We had some good moments this week. My first favorite moment of this week was we celebrated a mentor and a great friend, Ruth Brelsford. Ruth has decided to retire after her lifetime of dedication to the educational system. There are very few people that I admire more than Ruth. She taught me so much. She taught me that it's okay to be myself and that I am a strong, intelligent, independent woman who is capable of anything. She helped me find a voice and helped me overcome so much in my life. I honestly don't know where I would be without her and her husband Les in my life. One thing that I hope for is for strong people and mentors like that in my son's life. Whether it's a football coach or theatre teacher, I want him to know that he is strong and intelligent and capable of anything. I thank Ruth and Les for all they've given to Oklahoma education and especially me. So many wonderful memories of Ruth, but also some great friends. I had so many great friends and moments that revolved around that stage. It was wonderful to get together with friends after these years as if no time had passed.

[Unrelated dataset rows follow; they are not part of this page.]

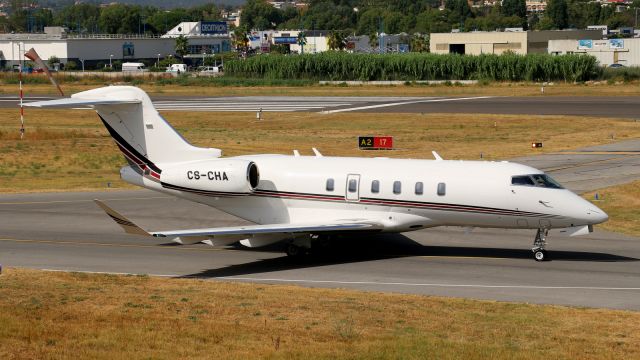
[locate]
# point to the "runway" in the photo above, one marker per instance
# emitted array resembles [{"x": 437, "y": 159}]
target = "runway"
[
  {"x": 67, "y": 231},
  {"x": 593, "y": 106}
]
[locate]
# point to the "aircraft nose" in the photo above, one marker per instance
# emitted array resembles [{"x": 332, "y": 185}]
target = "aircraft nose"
[{"x": 595, "y": 215}]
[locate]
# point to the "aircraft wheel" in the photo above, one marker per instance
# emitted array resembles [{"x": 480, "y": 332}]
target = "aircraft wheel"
[{"x": 540, "y": 255}]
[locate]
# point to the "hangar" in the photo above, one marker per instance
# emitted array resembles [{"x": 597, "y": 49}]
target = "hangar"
[
  {"x": 203, "y": 38},
  {"x": 608, "y": 52},
  {"x": 498, "y": 42}
]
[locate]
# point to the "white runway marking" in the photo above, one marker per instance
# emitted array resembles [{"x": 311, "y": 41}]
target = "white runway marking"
[
  {"x": 337, "y": 282},
  {"x": 404, "y": 103},
  {"x": 532, "y": 287}
]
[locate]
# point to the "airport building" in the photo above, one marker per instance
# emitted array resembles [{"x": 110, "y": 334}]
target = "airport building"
[
  {"x": 498, "y": 42},
  {"x": 612, "y": 51},
  {"x": 204, "y": 38}
]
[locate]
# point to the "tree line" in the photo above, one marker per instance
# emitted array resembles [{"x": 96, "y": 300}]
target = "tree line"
[{"x": 366, "y": 17}]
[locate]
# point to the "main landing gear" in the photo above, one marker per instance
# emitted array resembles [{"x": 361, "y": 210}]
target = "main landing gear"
[{"x": 539, "y": 253}]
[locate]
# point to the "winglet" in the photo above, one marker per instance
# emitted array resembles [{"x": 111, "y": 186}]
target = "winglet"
[{"x": 128, "y": 226}]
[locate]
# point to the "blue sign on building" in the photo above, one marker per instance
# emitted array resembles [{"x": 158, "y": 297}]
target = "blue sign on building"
[
  {"x": 285, "y": 40},
  {"x": 213, "y": 27}
]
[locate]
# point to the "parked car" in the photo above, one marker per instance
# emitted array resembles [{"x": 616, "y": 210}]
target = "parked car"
[
  {"x": 133, "y": 67},
  {"x": 210, "y": 70},
  {"x": 177, "y": 68}
]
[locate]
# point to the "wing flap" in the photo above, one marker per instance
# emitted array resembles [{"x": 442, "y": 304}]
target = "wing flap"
[
  {"x": 75, "y": 102},
  {"x": 248, "y": 230},
  {"x": 347, "y": 225}
]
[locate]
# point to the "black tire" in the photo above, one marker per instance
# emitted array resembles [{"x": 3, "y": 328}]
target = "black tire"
[{"x": 295, "y": 251}]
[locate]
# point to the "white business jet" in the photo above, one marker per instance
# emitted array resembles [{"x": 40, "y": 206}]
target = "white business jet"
[{"x": 298, "y": 199}]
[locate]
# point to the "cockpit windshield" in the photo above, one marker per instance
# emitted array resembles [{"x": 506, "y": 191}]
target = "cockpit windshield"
[{"x": 538, "y": 180}]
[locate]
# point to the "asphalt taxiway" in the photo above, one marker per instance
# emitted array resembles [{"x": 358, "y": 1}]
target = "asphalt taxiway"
[
  {"x": 67, "y": 231},
  {"x": 592, "y": 106}
]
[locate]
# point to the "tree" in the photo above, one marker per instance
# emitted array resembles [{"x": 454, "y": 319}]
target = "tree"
[
  {"x": 557, "y": 13},
  {"x": 515, "y": 8},
  {"x": 336, "y": 41},
  {"x": 182, "y": 46},
  {"x": 53, "y": 60},
  {"x": 302, "y": 41},
  {"x": 373, "y": 40}
]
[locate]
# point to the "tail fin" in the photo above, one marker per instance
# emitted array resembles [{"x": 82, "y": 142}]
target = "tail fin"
[{"x": 144, "y": 137}]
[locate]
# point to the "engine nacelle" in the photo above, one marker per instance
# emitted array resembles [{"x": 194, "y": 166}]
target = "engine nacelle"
[{"x": 231, "y": 176}]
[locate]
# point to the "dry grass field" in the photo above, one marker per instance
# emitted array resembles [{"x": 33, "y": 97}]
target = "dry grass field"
[
  {"x": 70, "y": 149},
  {"x": 622, "y": 203},
  {"x": 494, "y": 89},
  {"x": 46, "y": 315}
]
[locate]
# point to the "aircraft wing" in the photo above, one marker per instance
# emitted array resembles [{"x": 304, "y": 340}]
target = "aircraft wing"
[
  {"x": 75, "y": 102},
  {"x": 341, "y": 225}
]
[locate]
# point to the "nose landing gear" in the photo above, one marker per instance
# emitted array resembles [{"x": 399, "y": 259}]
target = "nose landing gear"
[{"x": 539, "y": 243}]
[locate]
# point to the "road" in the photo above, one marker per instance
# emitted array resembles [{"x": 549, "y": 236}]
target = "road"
[
  {"x": 594, "y": 106},
  {"x": 67, "y": 231}
]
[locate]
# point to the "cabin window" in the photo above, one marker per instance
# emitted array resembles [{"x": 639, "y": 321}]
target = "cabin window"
[
  {"x": 353, "y": 185},
  {"x": 375, "y": 186},
  {"x": 330, "y": 184},
  {"x": 538, "y": 180},
  {"x": 397, "y": 187}
]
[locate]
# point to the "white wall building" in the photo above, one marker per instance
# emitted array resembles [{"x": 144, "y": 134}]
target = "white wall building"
[
  {"x": 204, "y": 38},
  {"x": 608, "y": 52}
]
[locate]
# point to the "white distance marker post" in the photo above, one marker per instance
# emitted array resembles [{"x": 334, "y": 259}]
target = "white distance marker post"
[{"x": 21, "y": 104}]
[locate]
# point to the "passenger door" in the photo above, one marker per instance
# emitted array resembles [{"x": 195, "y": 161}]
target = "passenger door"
[{"x": 353, "y": 187}]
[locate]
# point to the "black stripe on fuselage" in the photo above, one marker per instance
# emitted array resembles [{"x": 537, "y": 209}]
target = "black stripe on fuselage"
[
  {"x": 368, "y": 201},
  {"x": 201, "y": 192}
]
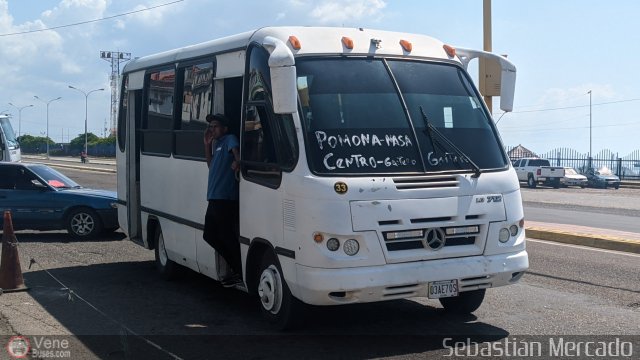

Another moment was Mother's Day. This was the first that I got to celebrate as a woman who has biological children. I've always claimed church kids as mine because I do love my church kids. They are a huge part of my life. It was good. I did feel a little guilty. This holiday of celebrating mother's has plagued me for years. I've spent many of these Sundays angry, in agony, and in complete opposition of this celebration. While I love the mother's in my life, it still hurt that I could not celebrate. My heart still breaks for those who feel the same way. I know what it's like to look around and see these women who have multiple children who couldn't care less for their gifts while your arms felt empty and your heart was broken. I pray every day for these women. These women are the reason I have this blog. I am sharing our story to give hope, to educate, and inspire those who are hurting and don't know where to go next. Remember those women in your prayers tonight.
Finally, we had our doctor appointment. I've come to love these appointments because I know that I will get to hear my baby's strong heartbeat. I gained some more weight. I'm right where the doctor wants me to be. My uterus is measuring 3 weeks ahead of schedule which means I may have more fluid or the baby could be ahead of schedule. I've been referred to a Maternal/Fetal specialist in Tulsa who is going to give us in depth measurements so we can see where John Patrick is. This will give us a better picture of our due date. If he truly is measuring ahead, I won't go all the way to the due date which is August 10th. I'm not going to lie, I hope he comes early. #1. I can't wait to kiss those sweet cheeks. #2. A few weeks off the summer misery would be nice. #3. I start school August 17th and a break between pregnancy and school would be great on me. I do want this to be healthy for him though. If he's not ready, then we won't push it. I trust Dr. Henslee to make the best decision for both me and John Patrick. He's not going to let me or John Patrick suffer. So, for now, we will take it one week at a time. I'm waiting for this doctor to call me to make my appointment. Then, we will know a little more. Next, was the glucose test. A man invented this test and that crap you have to drink. I did hold it down. It wasn't easy and it sure wasn't fun. I'm still waiting for the official results from that. So, hopefully more news next week.
Here are last week's bump pictures. I'm getting bigger but so is John Patrick and that's what is important. I feel huge and it's hard for me to feel that way. I know I should have expected this, but it's an entirely different experience than what I thought. I'm working on it. I'm doing my best to feel beautiful and glowing. I'm trying my best to take your compliments.
25 Weeks |
26 Weeks |
So prayer requests for us is that the appointment with the specialist goes well and that we get good news that John Patrick and I are healthy and things are going smoothly. Pray for this glucose test results. I'm particularly worried about these results.
Also, if you didn't get your shower invite, make sure that you have sent me your address. I still have a few and I want to share the celebration of our son with all of our loved ones!
Again, thank you so much for all your prayers and kind words. They mean the world to all three of us!